Wednesday, April 10, 2013

Utrecht Treaties

The treaties of Utrecht helped bring an end to the War of Spanish Succession, which had been fought from 1701 to 1713. The conflict stemmed from who would rule Spanish territories following Habsburg rulers becoming extinct in 1700. One side, backed by the previous King Charles II, supported Charles II's closest relative in the female line, Phillipe de France/ Felipe V of Spain. But the Habsburg of Austria, consisting of the closest relatives in the female line, instead thought they should have the throne. In addition, many other European nations did not wish for French royalty to extend their control over so many territories.

 File:Treaty of Utrecht.jpg

The war's ended up consisting of France and the Spanish loyal to Felipe V against the Holy Roman Empire, the United Kingdom, the Netherlands, Portugal, Savoy, and the Spanish supporting the archduke Charles VI.

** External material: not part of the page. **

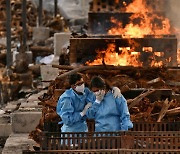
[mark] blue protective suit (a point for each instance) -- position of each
(111, 114)
(69, 106)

The significance of the Utrecht treaties refers to how it divided the Spanish empire, which was the largest European kingdom of the time, and eased tensions over expanded French control in Europe. The French talked peace first with the United Kingdom, where the division of Spanish territories was essentially accepted despite the absence of either Spanish army at the meeting in London. Through these treaties, France was guaranteed all of the land it formerly took over, while recognizing British rule in Rupert's Land and Newfoundland and while also giving Acadia and half of Saint Kitts to the United Kingdom.

 Swearing the OathFelipe V, of French descent, ended up in control of Spain, though he had to cut ties to French royalty so that a union of the Spanish empire to the French empire would not come about.

In this way, opponents of French control were somewhat eased by these treaties. France, though reluctantly, was able to retain much of its land by making some concessions. And Spanish loyal to Felipe V saw their preferred ruler take the throne. But Spain itself, particularly Spanish supporters of the archduke Charles VI, saw defeat and the breaking up of the Spanish empire.

Spain ceded the Spanish Netherlands, Naples, Milan, and Sardinia to the Habsburg Monarchy in Austria. Sicily went to Savoy. Minorca and Gibraltar went to the United Kingdom. Spanish Guelders went to the Dutch, and Santíssimo Sacramento went to the Portuguese. 

These treaties led to a major map change in Europe, changing the so-called 'playing field' for many key 'players' such as Spain, France, and the UK. It was a part of the decline of the Spanish Empire.